Her own share in it came to seem unreal, as all the old life was unreal. Gradually, what Monroe did and thought and felt began to seem the real standard and the old life the false. Martie agreed with Lydia that the little Eastman girl had a prettier voice than any she had ever heard in New York; she agreed with Rose that the Woman's Club was really more up-to-date than it was possible for a club to be in the big Eastern city.

"I know New York," smiled Rose, "and of course, I love it. Rod and I have been there twice, and we do have the best times! And I admit that Tiffany's and the big shops and so on, well, of course, they're wonderful! We stayed there almost three weeks the last time, and we just WENT every moment of the time—"

Martie, leaning on the desk before her and smiling vaguely, was not listening. The other woman's words had evoked a sudden memory of the early snows and the lights in the Mall, of the crashing elevated trains with chestnut-sellers' lights blowing beneath them, of summer dawns, when the city woke to the creeping tide of heat, and of autumn afternoons, when motor cars began to crowd the Avenue, and leaves drifted—drifted—in the Park. To Rose she answered duly: "You must have had great fun!" But to herself she said: "Ah, you don't know MY New York!"

CHAPTER III

One wet January night Malcolm came home tired and cross to find his younger daughter his only company for dinner. Lydia had been sent for in haste, by Mrs. Harry Kilroy, whose mother was not expected to live, said the panting messenger, thereby delicately intimating that she WAS expected to die. Teddy was as usual at Aunt Sally's.

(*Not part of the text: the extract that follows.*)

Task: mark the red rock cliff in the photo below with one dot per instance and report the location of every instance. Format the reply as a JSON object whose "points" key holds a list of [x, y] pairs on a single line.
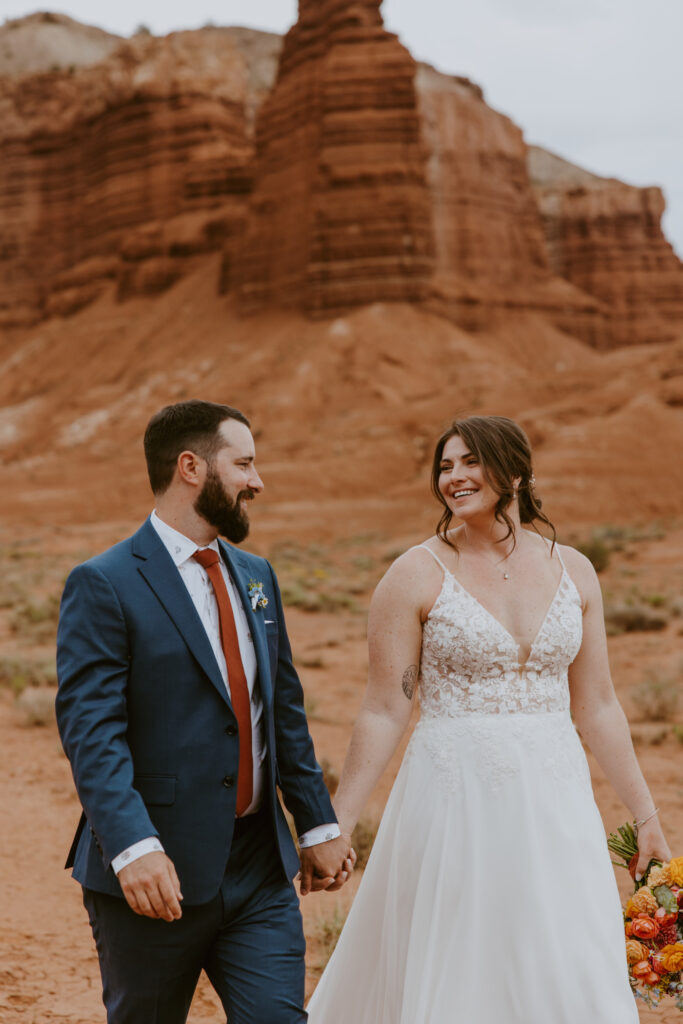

Martie coaxed the fire to a steady glow, and seated herself opposite her father with a curiosity entirely unmixed with the old apprehension. Pa was unmistakably upset about something.

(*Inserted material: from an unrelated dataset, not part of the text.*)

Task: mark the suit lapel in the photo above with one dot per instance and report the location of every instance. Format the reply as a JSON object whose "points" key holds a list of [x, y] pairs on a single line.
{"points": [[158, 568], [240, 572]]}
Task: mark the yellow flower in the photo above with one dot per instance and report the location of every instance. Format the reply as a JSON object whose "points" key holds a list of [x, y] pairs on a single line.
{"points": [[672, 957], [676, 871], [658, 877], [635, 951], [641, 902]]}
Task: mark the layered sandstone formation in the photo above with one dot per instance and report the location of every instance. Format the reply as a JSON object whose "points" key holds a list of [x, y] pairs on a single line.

Under her pleasant questioning it came out. Old Tate and Cliff Frost had come into the office of the Monroe Estates that afternoon to make him an offer for the home site. Martie could see that her father regretted that Lydia and Lydia's horrified protests were missing.

"I looked them in the eye," said Malcolm, wiping his moustache before he gave her an imitation of his own scorn, "and I said, 'Gentlemen, before the home that was my father's, and will be my son's, passes from my hands, those hands will be dust!'"

"But why do they want it?" asked Martie after duly applauding this sentiment.

She was rapidly thinking. The old house was mortgaged, and doubly mortgaged. It was useless to the average buyer, for besides the fact that the neighbourhood was no longer Monroe's best, it was four feet below street level. It was surrounded by useless shabby barns and outhouses, it was five times too large for the diminished family, and, in case of Pa's death—and Pa was nearly seventy—it must fetch what it might, for between Len's constant need of money for the Estates, and Lydia's mild helplessness, there could be no holding it for a fair price.